Çarşamba, Eylül 04, 2019

‘Müslümanlık Sözleşmesi’, Öcalan ve ‘Toplumsal Sözleşme’


Bunlar ne çekiyorlar, gerçekten merak ediyorum.
Kürtler, yenildiklerine intikal edemedikleri için, son aylarda aşırı bir gerçekten kaçma ve kopma sendromu yaşar oldular.
Hepsi ama.
Saağcısı, solcsu, faşisti, engizitörü.
Tamam, Öcalan zaten baştan uçuktu. Kitapları abuk sabuk cümlelerle dolu.
Da, bu kadar farklı insan neden hala onun peşine takılıyor acaba?
+
“Müslümanlık / Türklük Sözleşmesi”ni bilebildiğince ve olabildiğince ihlale yatkın siyasi/ideolojik tavırla toplumsal muhalefet içinde yer almaya özenen biri olarak, Öcalan’ın hem 2013 hem de 2019’da vurguladığı ‘İslam bayrağı altında, kardeşlik ve dayanışma hukuku ile örülü’ tarihsel / toplumsal ortaklığı —devlete makul aklı telkin etmek üzere - hatırlatışında beni rahatsız eden şeyler olmalı; ne? Çok şey; ama her şeyden önce, “kapitalist modernite”nin - nasibimize düşen ölçüleri dahilinde - eseri olan bugünü ıslah ve ihya edip “demokratik modernite”ye yol alması arzulanan toplum, bin yıla dayandığı söylenen ‘İslam’ bayrağı altında yaşanan kardeşlikten mi ilham alacaktır? Ortaklıklar olmuşsa, hangisi ne kadar İslam kardeşliği iştiyakı ile gerçekleşmiştir? Demokratik modernite ile kastedilen, demokrasi, özgürlük, eşitlik ve barışın inşa ettiği bir toplumsallıksa; gayri Müslimlere elbirliği ile yaşatılanlarla yüzleşilip hesaplaşılmadan, İslam bayrağı altındaki kardeşliğe atıfla demokratik modernite nasıl inşa edilecektir? Kürt siyasi hareketi, ‘Türklük Sözleşmesi’ne dahil olanları önemli ölçüde ‘Türklük krizi’ne sokmuşken (ya da, o ehliyetle yol alırken), “ben”in (‘benden başkası olmaz’ın) altının bu denli ısrarla çizilmesi, hareketin sivil/toplumsal boyutunu itibarsızlaştırmaz mı? Tarihteki ortaklıklar (yan yana gelişler) hükümran aklın (hükmetme iradesini elde tutmanın) eseri; bütün bir Cumhuriyet tarihi boyunca Kürt’ün yerinin Mahmut Esat Bozkurt’un biçtiği yer oluşu kurucu devlet maneviyatının marifeti ise, iyiden güzelden yana ‘Devlet’e telkinde bulunmanın hükmü ya da hikmeti ne ola?”
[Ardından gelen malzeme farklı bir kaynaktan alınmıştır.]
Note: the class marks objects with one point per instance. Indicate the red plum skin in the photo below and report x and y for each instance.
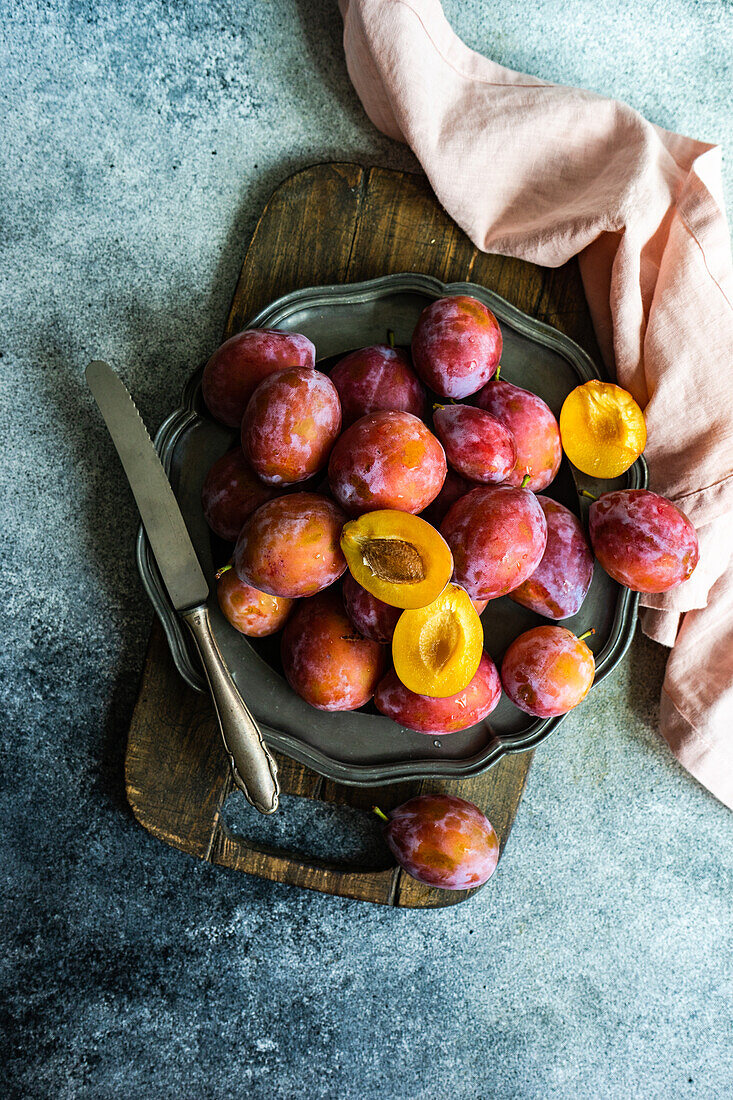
(457, 344)
(477, 444)
(559, 585)
(371, 616)
(290, 547)
(378, 378)
(547, 671)
(444, 842)
(438, 716)
(386, 460)
(231, 492)
(239, 365)
(536, 431)
(643, 540)
(291, 424)
(326, 661)
(498, 537)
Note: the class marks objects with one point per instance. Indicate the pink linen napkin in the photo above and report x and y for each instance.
(544, 173)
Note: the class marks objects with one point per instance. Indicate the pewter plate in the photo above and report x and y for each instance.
(362, 747)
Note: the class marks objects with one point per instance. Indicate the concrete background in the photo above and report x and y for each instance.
(140, 141)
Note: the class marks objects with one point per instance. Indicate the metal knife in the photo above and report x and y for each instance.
(254, 771)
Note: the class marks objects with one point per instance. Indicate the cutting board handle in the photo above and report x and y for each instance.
(236, 851)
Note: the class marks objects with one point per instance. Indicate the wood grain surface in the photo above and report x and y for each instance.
(329, 223)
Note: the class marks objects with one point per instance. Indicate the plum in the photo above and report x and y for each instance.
(453, 487)
(291, 424)
(378, 378)
(253, 613)
(230, 494)
(559, 585)
(326, 660)
(371, 616)
(643, 540)
(442, 840)
(477, 444)
(547, 671)
(386, 460)
(536, 432)
(498, 537)
(426, 714)
(457, 344)
(239, 365)
(290, 546)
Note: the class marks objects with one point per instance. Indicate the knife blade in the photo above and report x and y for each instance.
(253, 769)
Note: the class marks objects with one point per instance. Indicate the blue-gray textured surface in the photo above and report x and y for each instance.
(141, 141)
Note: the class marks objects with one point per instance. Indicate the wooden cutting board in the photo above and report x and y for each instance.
(329, 223)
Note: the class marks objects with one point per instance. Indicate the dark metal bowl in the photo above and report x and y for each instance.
(362, 746)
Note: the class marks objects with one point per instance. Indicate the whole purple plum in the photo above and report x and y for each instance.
(231, 492)
(643, 540)
(477, 444)
(442, 842)
(536, 432)
(457, 344)
(560, 583)
(239, 365)
(378, 378)
(498, 537)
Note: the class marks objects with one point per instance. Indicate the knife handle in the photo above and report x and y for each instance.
(254, 771)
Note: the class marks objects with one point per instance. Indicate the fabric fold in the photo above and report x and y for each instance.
(532, 169)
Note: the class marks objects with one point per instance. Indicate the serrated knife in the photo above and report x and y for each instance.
(253, 769)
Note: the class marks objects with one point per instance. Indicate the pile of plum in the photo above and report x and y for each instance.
(434, 506)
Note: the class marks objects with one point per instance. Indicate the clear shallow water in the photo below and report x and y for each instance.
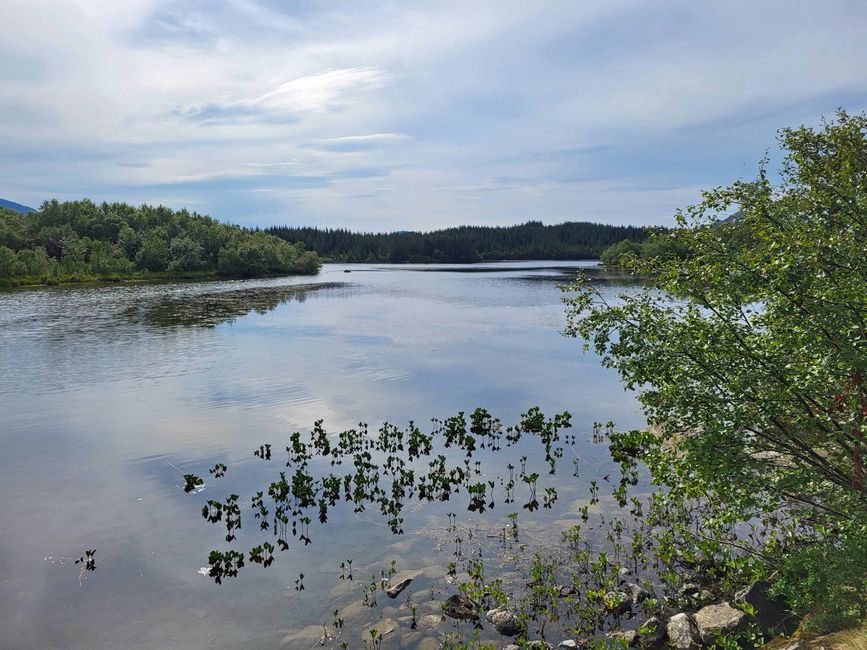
(109, 393)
En akılısı Deli Bekir, onu da köstekle yatır. Körlerle sağırlar birbirini ağırlar. Hamamdaki deliler kendi sesini duydukça daha çok şarkı söylerle.
Adam, Öcalan’a karşı mı, taraftar mı, o bile belli değil.
Devamında yazdıklarındaki düşünceler, buharlaşan bulut gibi kaybolup gitmiş.
“… demokratik, eşit yurttaşlık ve ‘adem-i merkeziyetçi’ yönetimsellilk ilkesine dayalı (ve dolayısıyla, özgürlükçü ve barışçıl) bir ‘Toplumsal Sözleşme’ye yol alışa hasredilmesi kaçınılmazdır.”
Kürtler’in dinci oylarını hesaba katmamış. Demirtaş’ın namaz kılışını, videolayıp yaymasını hesaba katmamış. Satılık oyları hesaba katmamış.
Hangi Kürt toplumları?
Hangi toplumsal sözleşmeler?
Ayrı bir devlet kurmak isterken mi, toplum sözleşmesi imzalayacak Kürtler?
Dezenformasyon yaparken mi, enformasyon yapacak Kürtler?
Selim Temo, boşuna oto-asimilasyondan söz etmiyor.
Kürtler’in düşman Türkler’e gereksinimi kalmamış, kendi kendilerini imhaya başlamışlar.